Enquanto isso, um informe oficial confirmava que os
automóveis ocupam um espaço bem maior que as pessoas, na cidade norte-americana
de Los Angeles, mas ali ninguém pensou em cometer o sacrilégio de expulsar os
invasores.
A quem pertencem as cidades?
Amsterdam e Florença são exceções à regra universal da
usurpação. O mundo motorizou-se aceleradamente, à medida que iam crescendo as
cidades e as distâncias, e os meios públicos de transporte recuaram diante do
automóvel privado. O ex-presidente francês George Pompidou comemorava, dizendo
que “é a cidade que deve adaptar-se aos automóveis, não o contrário”, mas suas
palavras assumiram sentido trágico quando se revelou que haviam aumentado
brutalmente as mortes por contaminação na cidade de Paris, na greve geral do
finzinho de 1995: a paralisação do metrô havia multiplicado as viagens de
automóvel e esgotado as máscaras anti-smog.
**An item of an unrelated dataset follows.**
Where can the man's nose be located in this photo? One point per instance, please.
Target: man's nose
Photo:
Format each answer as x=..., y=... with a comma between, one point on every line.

Na Alemanha, em 1950, os trens, ônibus e bondes realizavam
três quartos do transporte de pessoas; hoje, representam menos de um quinto das
viagens. A média europeia caiu a 25%, o que já é muito comparado com os Estados
Unidos, onde o transporte público, virtualmente exterminado na maioria das
cidades, só chega a 4% do total.
O ruído dos motores não deixa ouvir as vozes que denunciam o
artifício de uma civilização que te rouba a liberdade para depois vendê-la e
que te corta as pernas para obrigar-te a comprar automóveis e aparelhos de
ginástica. Impõe-se no mundo, como único modelo possível de vida, o pesadelo de
cidades onde os carros mandam, devoram as áreas verdes e apoderam-se do espaço
humano. Respiramos o pouco ar que eles nos deixam; e quem não morre atropelado,
sofre gastrite pelos engarrafamentos.
Henry Ford e Harvey Firestone eram amigos íntimos, e ambos
davam-se muito bem com a família Rockefeller. Este carinho recíproco desembocou
numa aliança de influências que muito teve a ver com o desmantelamento das
ferrovias e a criação de uma vasta teia de auto-estradas, em todo o território
norte-americano. Com o passar dos anos, tornou-se cada vez mais avassalador,
nos Estados Unidos e no mundo todo, o poder dos fabricantes de automóveis e
empresas de petróleo. Das 60 maiores companhias do mundo, a metade pertence a
esta santa aliança, ou está de alguma maneira ligada à ditadura das quatro
rodas.
Dados para um prontuário
Os direitos humanos terminam ao pé dos direitos das
máquinas. Os automóveis emitem impunemente um coquetel de muitas substâncias
assassinas. A intoxicação do ar é espetacularmente visível nas cidades
latino-americanas, mas muito menos intensa em algumas cidades do norte do
mundo. A diferença se explica, em grande medida, pelo uso obrigatório dos
conversores catalíticos e de gasolina sem chumbo, que reduziram a contaminação
mais notória de cada veículo, nos países de mais
desenvolvimento. No entanto, a quantidade tende a anular a qualidade, e estes
progressos tecnológicos vão reduzindo seu impacto positivo diante da
proliferação vertiginosa do parque automotor, que se reproduz como se fosse
formado por coelhos
Visíveis ou dissimuladas, reduzidas ou não, as emissões
venenosas têm uma longa folha corrida de crimes. Para apontar apenas três
exemplos, os técnicos do Greenpeace denunciaram que provém dos automóveis não
menos da metade do total de monóxido de carbono, de óxido de
nitrogênio e de hidrocarbonetos que tão eficazmente contribuem com a demolição
do planeta e da saúde humana.
“A saúde não é negociável. Basta de meias medidas”, declarou
o responsável por transportes em Florença, no início deste ano, enquanto
anunciava que esta será “a primeira cidade europeia livre de automóveis”. Mas
em quase todo o resto do mundo parte-se da base de que é inevitável que
o divino motor seja o eixo da vida humana, na era urbana.
Copiamos o pior
Copiamos o pior. As cidades latino-americanas não
querem parecer-se com Amsterdam ou Florença, mas com Los Angeles, e estão
conseguindo converter-se na horrorosa caricatura daquela vertigem. Estamos
treinando há cinco séculos como copiar, em vez de criar. Já que estamos
condenados à copiadite, poderíamos escolher nossos modelos com um pouco mais de
cuidado. Anestesiados como estamos pela televisão, a publicidade e a cultura do
consumo, acreditamos no conto da chamada modernização, como se este chiste de
mal gosto e humor sórdido fosse o abracadabra da felicidade.